Did this roughly answer your question? Okay. Yeah. Anyone else wishes to participate or comment on this? What's the difference between IPFS and DOT?
That's a full talk. It's very similar technology so they're also about like hashes and decentralization and content addressable systems so basically those concepts apply as well. This is why I wanted to stress so much on the concepts because you could use other systems as well.

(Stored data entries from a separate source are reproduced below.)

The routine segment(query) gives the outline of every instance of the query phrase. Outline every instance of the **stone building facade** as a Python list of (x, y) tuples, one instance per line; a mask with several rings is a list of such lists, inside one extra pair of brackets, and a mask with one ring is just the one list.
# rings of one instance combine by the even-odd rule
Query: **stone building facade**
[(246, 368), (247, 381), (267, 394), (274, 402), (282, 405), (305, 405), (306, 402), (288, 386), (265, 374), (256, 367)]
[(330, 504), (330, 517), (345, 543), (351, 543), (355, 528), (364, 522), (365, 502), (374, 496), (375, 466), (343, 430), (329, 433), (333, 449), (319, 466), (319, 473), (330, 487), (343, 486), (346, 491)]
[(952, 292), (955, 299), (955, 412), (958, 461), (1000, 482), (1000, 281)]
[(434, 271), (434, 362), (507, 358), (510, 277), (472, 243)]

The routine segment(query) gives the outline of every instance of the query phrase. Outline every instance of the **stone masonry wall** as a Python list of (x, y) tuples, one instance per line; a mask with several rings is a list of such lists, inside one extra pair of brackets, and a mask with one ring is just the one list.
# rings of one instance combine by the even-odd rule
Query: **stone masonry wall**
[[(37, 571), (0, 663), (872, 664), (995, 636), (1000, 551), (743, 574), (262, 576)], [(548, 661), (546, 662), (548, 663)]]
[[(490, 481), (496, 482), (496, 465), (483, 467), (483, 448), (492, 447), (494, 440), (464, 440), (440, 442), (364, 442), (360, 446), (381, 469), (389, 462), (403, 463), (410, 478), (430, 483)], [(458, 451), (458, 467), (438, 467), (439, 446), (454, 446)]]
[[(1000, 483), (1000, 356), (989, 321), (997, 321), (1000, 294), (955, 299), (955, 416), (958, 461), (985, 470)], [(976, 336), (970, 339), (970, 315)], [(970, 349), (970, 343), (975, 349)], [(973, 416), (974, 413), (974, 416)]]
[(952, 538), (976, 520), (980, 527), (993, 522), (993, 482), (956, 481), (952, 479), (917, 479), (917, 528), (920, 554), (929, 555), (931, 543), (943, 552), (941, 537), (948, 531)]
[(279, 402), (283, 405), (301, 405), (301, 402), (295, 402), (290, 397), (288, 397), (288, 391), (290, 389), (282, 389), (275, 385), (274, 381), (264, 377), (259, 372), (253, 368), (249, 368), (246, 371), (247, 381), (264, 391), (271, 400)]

The difference is I would say it's the focus of the project so that is more about sharing archives and sharing archives and giving some archives to someone else and replicating those archives
and IPFS is more about like a global universal network of things is what I say is the general idea and from a technology perspective I would say that IPFS is using the more academic building from the ground up approach making sure that all the primitives are sound
and that it works and so on which leads to it's not that usable yet I would say for the end user and that is in this regard radically different and I would say it's very usable compared to other systems. It works well but I for example like the primitives that IPLD for example provides
more than the primitives that that has but if you would use it today that would work I would say work better than IPFS. Alright I think we'll close it here. The session will resume at half past four. Thank you Volker. Thank you.